Franck Pachot for YugabyteDB

Posted on Jan 30

⛔ ORDER BY in Subquery

#yugabytedb #distributed #postgres #sql

Here is a quick post to show the danger of not understanding how SQL and ORDER BY works.
In relational databases, SQL operates on unordered sets of rows. The sets or rows are tables, views, results of functions, or subqueries. You may think there's an order because the RDBMS may store the rows physically ordered and retrieve them with this apparent order. But it's just a side effect of the implementation, ready to break at runtime (with different physical ordering, different execution plans, different parallelization, or any other smart optimization).
The ORDER BY in SQL is different. It's not a relational operation on sets of rows but an operation on the result exposed outside the database when the application wants to fetch this set of rows in a specific order.

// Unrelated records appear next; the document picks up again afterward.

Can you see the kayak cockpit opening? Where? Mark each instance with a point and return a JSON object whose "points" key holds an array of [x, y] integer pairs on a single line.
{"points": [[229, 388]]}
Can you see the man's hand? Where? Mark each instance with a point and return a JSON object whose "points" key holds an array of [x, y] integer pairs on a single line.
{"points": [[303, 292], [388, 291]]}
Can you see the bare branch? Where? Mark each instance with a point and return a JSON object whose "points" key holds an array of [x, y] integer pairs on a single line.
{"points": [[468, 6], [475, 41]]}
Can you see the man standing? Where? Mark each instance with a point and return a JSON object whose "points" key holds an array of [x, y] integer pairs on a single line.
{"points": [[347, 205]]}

There are two consequences to keep in mind:

If you have no ORDER BY in the outer query, you can assume a random order, even if there's an ORDER BY in a subquery.
If you use OFFSET and LIMIT without an ORDER BY, you can assume that you pick a random subset from the result.

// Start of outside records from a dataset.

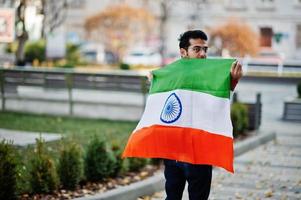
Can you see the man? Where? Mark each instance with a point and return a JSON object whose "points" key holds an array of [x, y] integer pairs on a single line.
{"points": [[193, 44]]}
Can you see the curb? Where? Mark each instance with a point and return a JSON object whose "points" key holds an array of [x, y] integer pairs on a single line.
{"points": [[253, 142], [156, 183]]}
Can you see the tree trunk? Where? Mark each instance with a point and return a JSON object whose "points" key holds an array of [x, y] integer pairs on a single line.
{"points": [[20, 50], [163, 20], [23, 35]]}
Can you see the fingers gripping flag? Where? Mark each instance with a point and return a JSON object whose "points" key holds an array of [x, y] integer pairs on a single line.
{"points": [[187, 115]]}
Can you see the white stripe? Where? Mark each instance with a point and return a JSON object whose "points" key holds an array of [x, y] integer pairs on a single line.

Here is an example in PostgreSQL:

create table t1 ( id uuid primary key default gen_random_uuid(), val1 int );
create table t2 ( id uuid primary key default gen_random_uuid(), val2 int );
insert into t1 ( val1 ) select generate_series(1,100);
insert into t2 select id val1 from t1;

I run the following query to get OFFSET 10 LIMIT 10 from a query that has no ORDER BY in the outer query:

postgres=# select * from t1
 offset 10 limit 10
;
                  id                  | val1
--------------------------------------+------
 6e21f38d-18ed-4834-bea1-b9a0d91ed288 |   52
 a4c00d5f-fd7c-42fc-97ee-cd309af47a09 |   77
 a5dd4329-137c-4aa2-b503-dc885378f155 |   59
 0ca0ef72-e39a-4eb7-9777-b1304016d968 |   15
 e6add227-d551-4429-bb67-a32ff4fbf76b |   83
 58a9285f-d68a-4173-a8b5-bdc7e679ed3b |   89
 c1464177-c3e8-4054-8616-a805350de739 |   84
 b5f492cc-0690-47da-9081-70d990857cae |   92
 e7638b03-8716-4321-ab00-b47c1b91b3f1 |   61
 c6cb972e-309c-4ee0-b1f5-7f73482672d9 |   88
(10 rows)

The ordering of the rows is random, driven by how they were physically stored and read from the heap table.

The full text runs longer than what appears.